Gottschalk hingegen verlässt zwischendurch frustriert den Sender. Sein Vorbild ist der SWF 3: "Sobald es diese Form von Radio beim Bayerischen Rundfunk geben wird, bin ich wie der Blitz zurück." Nach einem Jahr wird er für Thommys Radio-Show zurückgeholt. Doch immer wieder schimpft er im Laufe seiner BR-Karriere über Senderchefs ("Im Funkhaus laufen einige Pfeifen rum") und den Rundfunkrat ("eine Mischung aus Elferrat und Zentralkomitee"). Es wird eine Art Hassliebe auf Zeit.

Dabei gelten Gottschalk wie Günther Jauch heute als die prominentesten Gesichter von B3. Jauch wollte zu seinem Vorbild Gottschalk. Seit 1977 beim Sender, kümmert er sich dort von 1979 an vier Jahre lang um das B3 Morgentelegramm. Als er auf Recherche entdeckt, dass ein Wiesnwirt aus einem 200-Liter-Fass 289 Maß Bier zapfen lässt, macht Jauch zum ersten Mal bundesweit Schlagzeilen. Überhaupt darf sich die Welle durchaus als Talentschmiede sehen, so manche heutige Mediengröße begann dort ihre Karriere, wie Sandra Maischberger und Frank-Markus Barwasser alias Erwin Pelzig.

Einige Moderatoren kehren später dem Radio den Rücken, andere wie Egner bleiben dem Sender treu. Doch am längsten, nämlich 36 Jahre, hat es bislang Jürgen Herrmann, bekannt als Mister Music, ausgehalten. Er hat erlebt, wie sich im Mai 1985 auf einmal große Konkurrenz regt: Privatsender gehen an den Start, B3 verliert an Reichweite und Hörern.

Da muss Gottschalk wieder her. Und kümmert sich noch einmal mit Günther Jauch in der Radioshow und dem anschließenden Radioreport darum, junges Publikum wiederzugewinnen. Der eine plaudert über Musik, der andere fokussiert sich auf Politik und Aktuelles. Die Übergaben zwischen den Sendungen werden legendär. Gottschalk stichelt gegen Jauch ("Der Kragen passt zur Hose, das gab's in den letzten fünf Jahren nicht"), Jauch stichelt zurück.

"Formatierungswahn ohne Ecken und Kanten"

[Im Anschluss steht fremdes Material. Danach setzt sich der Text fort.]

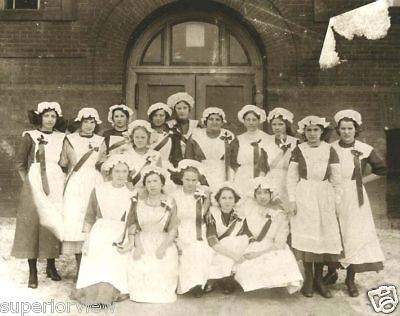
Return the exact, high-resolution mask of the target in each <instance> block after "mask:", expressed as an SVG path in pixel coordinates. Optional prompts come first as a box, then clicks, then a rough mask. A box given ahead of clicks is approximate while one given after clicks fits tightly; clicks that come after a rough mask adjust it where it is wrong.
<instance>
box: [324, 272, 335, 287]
mask: <svg viewBox="0 0 400 316" xmlns="http://www.w3.org/2000/svg"><path fill="white" fill-rule="evenodd" d="M337 279H338V274H337V272H336V271H335V272H333V273H329V272H328V273H327V274H325V276H324V277H323V278H322V282H323V283H324V284H325V285H332V284H335V283H336V281H337Z"/></svg>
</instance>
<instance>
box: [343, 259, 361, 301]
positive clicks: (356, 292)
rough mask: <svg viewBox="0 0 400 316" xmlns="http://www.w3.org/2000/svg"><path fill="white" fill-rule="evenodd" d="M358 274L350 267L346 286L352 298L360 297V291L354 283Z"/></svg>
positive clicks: (346, 279)
mask: <svg viewBox="0 0 400 316" xmlns="http://www.w3.org/2000/svg"><path fill="white" fill-rule="evenodd" d="M355 275H356V273H355V272H354V271H353V268H352V266H351V265H350V266H349V267H348V268H347V274H346V281H345V283H346V286H347V290H348V291H349V295H350V296H351V297H357V296H358V295H359V293H358V289H357V286H356V284H355V282H354V278H355Z"/></svg>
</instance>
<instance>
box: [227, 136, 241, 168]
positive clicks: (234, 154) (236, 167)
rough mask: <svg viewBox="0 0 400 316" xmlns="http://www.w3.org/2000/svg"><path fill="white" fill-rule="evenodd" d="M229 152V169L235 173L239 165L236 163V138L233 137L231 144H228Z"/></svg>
mask: <svg viewBox="0 0 400 316" xmlns="http://www.w3.org/2000/svg"><path fill="white" fill-rule="evenodd" d="M229 150H230V155H231V156H230V160H231V163H230V164H231V168H232V169H233V170H234V171H236V170H237V169H238V168H239V167H240V165H239V163H238V161H237V156H238V153H239V141H238V140H237V138H236V137H235V138H234V139H233V140H232V141H231V143H230V144H229Z"/></svg>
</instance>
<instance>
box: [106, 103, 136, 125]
mask: <svg viewBox="0 0 400 316" xmlns="http://www.w3.org/2000/svg"><path fill="white" fill-rule="evenodd" d="M115 110H124V111H125V112H128V113H129V122H131V121H132V120H133V113H134V112H133V110H132V109H131V108H130V107H127V106H126V105H125V104H115V105H113V106H110V108H109V109H108V121H109V122H110V123H111V124H113V123H114V122H113V119H112V117H113V113H114V111H115Z"/></svg>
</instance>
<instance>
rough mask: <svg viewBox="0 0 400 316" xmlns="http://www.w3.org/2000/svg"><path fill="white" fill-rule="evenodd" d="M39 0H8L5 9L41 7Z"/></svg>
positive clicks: (5, 3)
mask: <svg viewBox="0 0 400 316" xmlns="http://www.w3.org/2000/svg"><path fill="white" fill-rule="evenodd" d="M39 5H40V1H39V0H6V3H5V9H7V10H20V9H33V10H37V9H39Z"/></svg>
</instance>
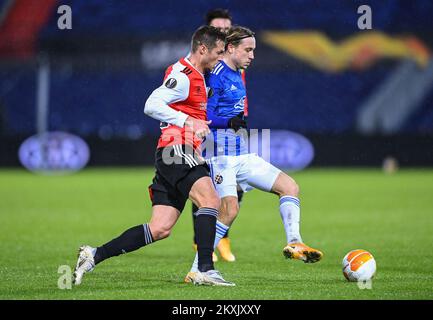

Es dauert bis 1989, dann ist die Zeit von Gottschalk und Jauch bei B 3 vorbei - und die Zeiten besonders individueller Sendungen auch erst einmal. In den Neunzigern wird der Musikstil vereinheitlicht. Damit ist das Programm für ein breiteres Publikum ausgelegt. Doch mittlerweile hat man wohl eingesehen, dass der "Formatierungswahn ohne Ecken und Kanten", wie Egner formuliert, auf Dauer langweilig ist. Es geht wieder mehr um die Persönlichkeiten der Moderatoren, ihren Stil. Damit will man an die erfolgreichen Jahre anknüpfen.

Der Sender erlebte damals seinen Höhepunkt: Mehr als 53 Prozent Marktanteil hatte er in den Achtzigern, heute - 26Jahre nach der Einführung der Privatradios - liegt er bei 22,5 Prozent. Dennoch darf er als erfolgreich gelten: 2010 hatte der Sender einen Zuwachs von 4,3 Prozent im Vergleich zum Vorjahr. Mehr als 2,7 Millionen schalten das Programm täglich ein - und das 168 Minuten.

Diese hören besonders gern die Frühaufdreher wie auch die Nachmittagsshows von Susanne Rohrer und Katja Wunderlich, die Talksendungen von Thorsten Otto, Brigitte Theile und Matthias Matuschik am Abend. Das Publikum ist mitgewachsen, der Bayern-3-Hörer durchschnittlich 41 Jahre alt - also nur wenig älter als die Welle.